La Luna sta tornando di moda. A quattro decenni dai successi dell’esplorazione della Nasa, le missioni Apollo, la Luna negli ultimi anni sta recuperando il protagonismo che aveva avuto nella corsa allo spazio degli anni 60. La ragione è molto semplice, e si chiama Cina. Proprio come le due superpotenze dell’epoca, il gigante asiatico ha fatto del nostro satellite, dove conta di far atterrare un equipaggio umano entro la fine del decennio, l’obiettivo principale del proprio ingente investimento spaziale degli ultimi lustri. A gennaio aveva ottenuto un risultato storico: far allunare la sonda automatica Chang’e 4 sul cosiddetto lato oscuro. L’impresa non è banale.

ALLA SFIDA DI PORTARE nello spazio senza problemi la sonda e di farla atterrare (gli indiani qualche mese fa non ci sono riusciti), si aggiunge la finora insormontabile difficoltà tecnica delle comunicazioni. Il «lato oscuro della luna» è infatti quello che non vediamo mai dalla terra (giacché il tempo di rivoluzione su se stessa è il medesimo che impiega a ruotare attorno al nostro pianeta, il che ci impedisce di vedere quel lato): questo implica che le nostri comunicazioni radio con il lato oscuro sono sempre schermate dalla massa lunare. Ed è quindi necessario far rimbalzare gli ordini su un satellite orbitante intorno al nostro satellite che, a sua volta, li invia a Chang’e. La sonda dal nome della dea cinese della luna portava a bordo anche un piccolo rover, Yutu 2. Fra gli altri strumenti, c’è un radar che ha indagato il suolo lunare. Proprio ieri la rivista ad accesso libero Science Advances ha reso noto il primo risultato di questo studio a firma, fra gli altri, anche di tre ricercatori italiani: Sebastian Lauro ed Elena Pettinelli di Romatre e Francesco Soldovieri dell’Istituto per il rilevamento elettromagnetico dell’ambiente del Cnr. Secondo i ricercatori cinesi e italiani, sotto una distesa di polvere grigia finissima, la cosiddetta regolite lunare, frutto della frantumazione di micrometeoriti e dell’azione della radiazione solare, e che si estende fino a una profondità di 12 metri, si alternano strati ricchi di blocchi derivanti dalle espulsioni di materiale dai crateri generati dall’impatto con asteroidi e strati più fini fino a una profondità di 40m, limite di indagine del radar.

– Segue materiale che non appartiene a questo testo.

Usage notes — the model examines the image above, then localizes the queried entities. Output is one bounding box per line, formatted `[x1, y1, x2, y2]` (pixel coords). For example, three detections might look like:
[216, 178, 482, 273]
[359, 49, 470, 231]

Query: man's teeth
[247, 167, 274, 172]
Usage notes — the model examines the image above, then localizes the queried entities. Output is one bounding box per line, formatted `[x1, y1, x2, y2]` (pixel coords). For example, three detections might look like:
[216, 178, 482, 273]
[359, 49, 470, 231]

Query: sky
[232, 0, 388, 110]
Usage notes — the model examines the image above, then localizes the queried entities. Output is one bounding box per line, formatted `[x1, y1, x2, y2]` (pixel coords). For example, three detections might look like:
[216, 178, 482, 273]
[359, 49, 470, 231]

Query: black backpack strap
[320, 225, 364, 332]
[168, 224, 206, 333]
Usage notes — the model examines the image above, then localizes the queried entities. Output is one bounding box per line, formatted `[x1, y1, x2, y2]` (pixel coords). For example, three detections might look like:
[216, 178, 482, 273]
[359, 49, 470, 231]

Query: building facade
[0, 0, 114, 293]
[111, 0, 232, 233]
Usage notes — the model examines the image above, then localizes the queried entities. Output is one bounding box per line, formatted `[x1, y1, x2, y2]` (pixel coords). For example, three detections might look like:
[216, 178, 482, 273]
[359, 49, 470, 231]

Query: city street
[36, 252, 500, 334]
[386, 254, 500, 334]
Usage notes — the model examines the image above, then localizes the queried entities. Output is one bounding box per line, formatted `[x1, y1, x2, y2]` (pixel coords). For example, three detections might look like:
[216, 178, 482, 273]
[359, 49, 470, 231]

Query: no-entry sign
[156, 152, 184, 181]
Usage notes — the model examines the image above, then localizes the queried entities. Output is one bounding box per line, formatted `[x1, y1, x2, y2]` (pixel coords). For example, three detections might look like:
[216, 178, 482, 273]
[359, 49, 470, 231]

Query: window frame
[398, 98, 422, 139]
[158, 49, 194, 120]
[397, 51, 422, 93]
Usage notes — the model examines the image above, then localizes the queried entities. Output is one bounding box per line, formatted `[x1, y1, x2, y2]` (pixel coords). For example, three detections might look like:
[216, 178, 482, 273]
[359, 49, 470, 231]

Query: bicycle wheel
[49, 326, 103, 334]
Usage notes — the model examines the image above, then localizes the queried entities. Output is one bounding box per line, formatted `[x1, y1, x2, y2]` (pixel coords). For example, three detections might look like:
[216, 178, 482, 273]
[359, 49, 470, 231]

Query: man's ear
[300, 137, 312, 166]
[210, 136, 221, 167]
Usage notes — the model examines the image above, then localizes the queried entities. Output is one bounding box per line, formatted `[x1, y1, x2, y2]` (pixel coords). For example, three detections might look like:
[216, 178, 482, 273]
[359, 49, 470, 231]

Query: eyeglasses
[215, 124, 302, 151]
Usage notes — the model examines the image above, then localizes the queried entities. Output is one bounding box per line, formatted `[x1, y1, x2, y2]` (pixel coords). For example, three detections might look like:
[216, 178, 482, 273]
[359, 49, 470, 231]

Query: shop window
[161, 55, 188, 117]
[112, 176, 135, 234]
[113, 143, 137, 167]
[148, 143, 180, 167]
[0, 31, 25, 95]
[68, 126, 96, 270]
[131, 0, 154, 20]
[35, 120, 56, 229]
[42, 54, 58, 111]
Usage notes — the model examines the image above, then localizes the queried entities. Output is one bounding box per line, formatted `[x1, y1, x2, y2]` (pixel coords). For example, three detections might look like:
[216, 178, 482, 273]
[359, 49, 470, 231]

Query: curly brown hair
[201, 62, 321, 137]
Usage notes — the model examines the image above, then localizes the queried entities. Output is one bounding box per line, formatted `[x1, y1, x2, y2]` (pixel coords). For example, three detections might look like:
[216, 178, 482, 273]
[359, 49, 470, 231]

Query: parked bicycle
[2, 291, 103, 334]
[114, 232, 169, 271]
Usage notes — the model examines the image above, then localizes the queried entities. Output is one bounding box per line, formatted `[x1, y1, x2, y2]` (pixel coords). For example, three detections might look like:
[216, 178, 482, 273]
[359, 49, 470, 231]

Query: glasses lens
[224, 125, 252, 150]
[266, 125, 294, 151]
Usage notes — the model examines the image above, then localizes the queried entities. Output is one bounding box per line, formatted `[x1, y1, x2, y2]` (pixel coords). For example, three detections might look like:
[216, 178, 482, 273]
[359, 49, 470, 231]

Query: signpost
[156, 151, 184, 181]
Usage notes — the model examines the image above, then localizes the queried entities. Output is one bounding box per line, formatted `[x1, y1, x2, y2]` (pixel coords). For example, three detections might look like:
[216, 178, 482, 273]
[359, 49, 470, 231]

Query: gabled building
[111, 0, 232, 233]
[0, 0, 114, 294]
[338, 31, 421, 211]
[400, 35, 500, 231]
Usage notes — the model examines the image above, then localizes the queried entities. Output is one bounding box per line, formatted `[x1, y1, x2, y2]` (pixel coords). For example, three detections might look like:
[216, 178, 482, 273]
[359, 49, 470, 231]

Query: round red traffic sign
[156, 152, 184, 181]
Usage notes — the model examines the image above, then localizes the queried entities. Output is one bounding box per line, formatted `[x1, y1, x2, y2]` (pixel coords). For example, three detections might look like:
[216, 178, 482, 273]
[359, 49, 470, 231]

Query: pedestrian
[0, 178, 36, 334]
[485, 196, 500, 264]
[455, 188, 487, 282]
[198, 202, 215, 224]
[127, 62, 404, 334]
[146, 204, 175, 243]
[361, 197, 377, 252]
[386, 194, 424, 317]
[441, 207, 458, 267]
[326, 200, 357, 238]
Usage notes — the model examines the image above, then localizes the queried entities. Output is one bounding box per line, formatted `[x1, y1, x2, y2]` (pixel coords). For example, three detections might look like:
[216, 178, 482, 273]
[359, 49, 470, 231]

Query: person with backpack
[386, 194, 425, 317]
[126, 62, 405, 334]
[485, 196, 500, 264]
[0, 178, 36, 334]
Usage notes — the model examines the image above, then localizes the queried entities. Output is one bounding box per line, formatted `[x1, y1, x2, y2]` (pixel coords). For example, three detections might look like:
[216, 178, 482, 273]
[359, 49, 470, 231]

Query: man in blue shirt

LA ZONA ESPLORATA dal rover si trova vicino al polo sud lunare, dove la sonda indiana Chandrayaan 2 (quella che non è riuscita a far atterrare il lander) sta studiando il ghiaccio d’acqua intrappolato nelle rocce lunari. Chang’e porta a bordo anche una batteria di esperimenti scientifici, come semi da far germinare nelle condizioni di bassa gravità lunare.